Gold and FX: Elevated uncertainty and coup/war‑risk premium will support gold and safe‑haven FX (USD, CHF, JPY) until a clear direction emerges. If a deal is confirmed, we should expect some unwinding of safe‑haven flows and support for risk assets and high‑beta EM FX exposed to energy imports. If escalation looms, expect pressure on currencies and sovereign spreads of frontline and Gulf states, and possible broad EM risk‑off.

Equities and credit: Energy, defense, and shipping names will remain headline‑driven. Peace expectations would favor airlines, shipping, refiners, and energy‑intensive industries, while dampening defense stocks. Escalation would reverse that pattern and could stress credit for states or corporates heavily exposed to Gulf trade routes.

5) Likely next 24–48 hour developments

We should anticipate one of the following within 24 hours:
- Public announcement of a draft or final US–Iran agreement, potentially coordinated with statements from key Arab mediators, and visible de‑escalatory military steps (posture adjustments, ceasefire language, Hormuz reopening roadmap).
- Leaks or statements signaling major disagreement, alongside subtle or overt military preparations (alerts for air and naval units, cyber posturing, heightened readiness of Israeli and US forces).

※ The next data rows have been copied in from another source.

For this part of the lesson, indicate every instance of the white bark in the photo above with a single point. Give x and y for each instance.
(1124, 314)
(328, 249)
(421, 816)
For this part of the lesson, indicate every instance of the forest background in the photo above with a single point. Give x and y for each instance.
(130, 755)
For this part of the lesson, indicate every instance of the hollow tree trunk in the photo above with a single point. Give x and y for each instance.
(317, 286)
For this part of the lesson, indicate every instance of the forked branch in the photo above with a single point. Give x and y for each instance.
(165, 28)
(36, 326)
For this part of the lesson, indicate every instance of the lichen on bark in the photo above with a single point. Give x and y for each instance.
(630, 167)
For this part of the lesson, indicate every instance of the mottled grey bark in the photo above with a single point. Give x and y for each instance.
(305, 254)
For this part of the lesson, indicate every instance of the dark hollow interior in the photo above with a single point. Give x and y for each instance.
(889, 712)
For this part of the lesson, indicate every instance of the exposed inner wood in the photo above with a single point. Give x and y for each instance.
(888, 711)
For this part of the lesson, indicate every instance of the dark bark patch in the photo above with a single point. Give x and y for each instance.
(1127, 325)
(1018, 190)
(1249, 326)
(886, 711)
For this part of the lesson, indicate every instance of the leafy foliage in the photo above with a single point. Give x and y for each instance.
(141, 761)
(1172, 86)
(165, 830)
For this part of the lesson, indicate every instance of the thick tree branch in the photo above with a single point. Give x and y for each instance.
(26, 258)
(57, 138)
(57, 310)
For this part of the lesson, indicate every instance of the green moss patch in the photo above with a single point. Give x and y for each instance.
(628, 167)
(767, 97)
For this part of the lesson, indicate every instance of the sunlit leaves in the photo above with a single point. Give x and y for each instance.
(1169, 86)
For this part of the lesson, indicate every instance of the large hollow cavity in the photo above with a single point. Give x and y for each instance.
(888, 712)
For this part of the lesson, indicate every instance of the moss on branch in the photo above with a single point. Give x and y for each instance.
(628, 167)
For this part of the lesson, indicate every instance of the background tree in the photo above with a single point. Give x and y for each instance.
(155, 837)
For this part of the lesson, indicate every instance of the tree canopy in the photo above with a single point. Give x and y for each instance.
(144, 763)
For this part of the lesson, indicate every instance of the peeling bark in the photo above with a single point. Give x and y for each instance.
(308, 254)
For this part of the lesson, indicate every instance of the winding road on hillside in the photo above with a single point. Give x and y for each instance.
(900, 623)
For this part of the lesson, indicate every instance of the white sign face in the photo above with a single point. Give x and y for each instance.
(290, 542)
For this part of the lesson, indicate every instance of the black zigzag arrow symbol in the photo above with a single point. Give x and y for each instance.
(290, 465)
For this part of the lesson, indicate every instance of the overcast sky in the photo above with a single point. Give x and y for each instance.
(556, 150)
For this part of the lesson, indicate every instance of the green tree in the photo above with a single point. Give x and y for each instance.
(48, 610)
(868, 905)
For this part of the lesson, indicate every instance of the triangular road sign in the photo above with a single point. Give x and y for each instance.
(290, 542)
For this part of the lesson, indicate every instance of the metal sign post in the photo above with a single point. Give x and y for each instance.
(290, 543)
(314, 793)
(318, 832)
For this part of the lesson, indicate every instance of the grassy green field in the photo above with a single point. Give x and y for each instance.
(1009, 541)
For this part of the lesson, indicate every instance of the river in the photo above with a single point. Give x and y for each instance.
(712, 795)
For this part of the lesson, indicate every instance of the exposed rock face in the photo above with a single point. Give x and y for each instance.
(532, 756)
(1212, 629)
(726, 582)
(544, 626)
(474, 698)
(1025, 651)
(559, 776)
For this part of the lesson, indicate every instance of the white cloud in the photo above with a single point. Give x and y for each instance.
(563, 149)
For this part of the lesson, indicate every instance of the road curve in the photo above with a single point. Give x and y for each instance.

Monitoring priorities: official White House, Pentagon, and Iranian statements; OPEC and Gulf government reactions; any change in reported traffic patterns through Hormuz; Israeli cabinet leaks; and sudden changes in US or Israeli force posture in the region. Markets will price this binary rapidly; traders should be prepared for gap risk in oil, related ETFs, and regional assets.

**MARKET IMPACT ASSESSMENT:**
Heightened binary risk around a US–Iran deal vs. strike keeps oil, gold, and defense names highly sensitive to headlines. Odds of a sharp move (±5–10%) in crude and regional FX/equities within 24–48 hours have increased as decisions appear imminent.